- Genre: Sitcom
- Created by: Arthur Fellows Terry Keegan
- Written by: Michael Russnow
- Directed by: Joel Zwick
- Starring: Jeffrey Kramer Jack Elam Jeff Cotler Bill Erwin Millie Slavin Richard Stahl
- Opening theme: "You Are So Beautiful" performed by Joe Cocker
- Composer: Tom Talbert
- Country of origin: United States
- Original language: English
- No. of seasons: 1
- No. of episodes: 11 (8 unaired)

Production
- Executive producers: Arthur Fellows Terry Keegan
- Producer: Michael Friedman
- Cinematography: Keith C. Smith
- Running time: 30 minutes
- Production companies: Fellows-Keegan Productions Paramount Television

Original release
- Network: CBS
- Release: September 19 – October 3, 1979

= Struck by Lightning (TV series) =

Television series

Struck by Lightning is an American television sitcom about Frankenstein's monster, which aired on CBS from September 19 until October 3, 1979.

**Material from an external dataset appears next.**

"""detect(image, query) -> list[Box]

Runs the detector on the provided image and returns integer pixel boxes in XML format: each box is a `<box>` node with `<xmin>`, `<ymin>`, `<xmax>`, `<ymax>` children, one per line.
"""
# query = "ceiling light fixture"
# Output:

This show was cancelled after three out of 11 episodes were aired in the United States, although all 11 completed episodes did end up being shown in the United Kingdom on ITV in 1980 and six out of the 11 episodes were screened on ATN-7 Sydney in Australia from 26 December 1980 to 1 March 1981.

==Premise==
Ted Stein (Jeffrey Kramer) is a science teacher who inherits a spooky old New England inn inhabited by its hulking, good-naturedly homicidal caretaker Frank (Jack Elam). It turns out that Ted is the descendant of the original Dr. Frankenstein and Frank is the Monster who needs a special serum every 50 years to stay alive, and he wants Ted to recreate it for him ("If you don't, I'll die," he explains, "Let me put it another way, if you don't, you'll die"). Ted agrees to stay and continue his ancestor's experiments while keeping Frank's identity a secret.

==Cast==
- Jack Elam as Frank
- Jeffrey Kramer as Ted Stein
- Millie Slavin as Nora
- Bill Erwin as Glenn Diamond
- Jeff Cotler as Brian
- Richard Stahl as Walt Calvin

==Episodes==

| No. | Title | Directed by | Written by | Original release date |
|---|---|---|---|---|
| 1 | "Struck by Lightning" | Joel Zwick | Fred Freeman, Lawrence J. Cohen | September 19, 1979 |
| 2 | "Toot, Toot, Tutor, Goodbye" | Unknown | Phill Lewis | September 26, 1979 |
| 3 | "The Movie" | Unknown | Michael Russnow | October 3, 1979 |
| 4 | "Frank Meets the Press" | TBD | TBD | N/A |
| 5 | "Happy Birthday Frank" | TBD | TBD | N/A |
| 6 | "The Main Event" | TBD | TBD | N/A |
| 7 | "Frank the Crank" | TBD | TBD | N/A |
| 8 | "Rich Frank, Poor Frank" | TBD | TBD | N/A |
| 9 | "Looking Out for Number 2" | TBD | TBD | N/A |
| 10 | "Frank the VIIIth" | TBD | TBD | N/A |
| 11 | "My Mystery Guest" | TBD | TBD | N/A |

==Production==
Elam claimed in an interview in Variety that he accepted the role of Frank after being told by the producers that he would not have to wear monster make-up because his naturally gnarled and bulgy-eyed appearance was already perfect for the part.

==Availability==
As of 2010, Struck by Lightning had not been released on home video.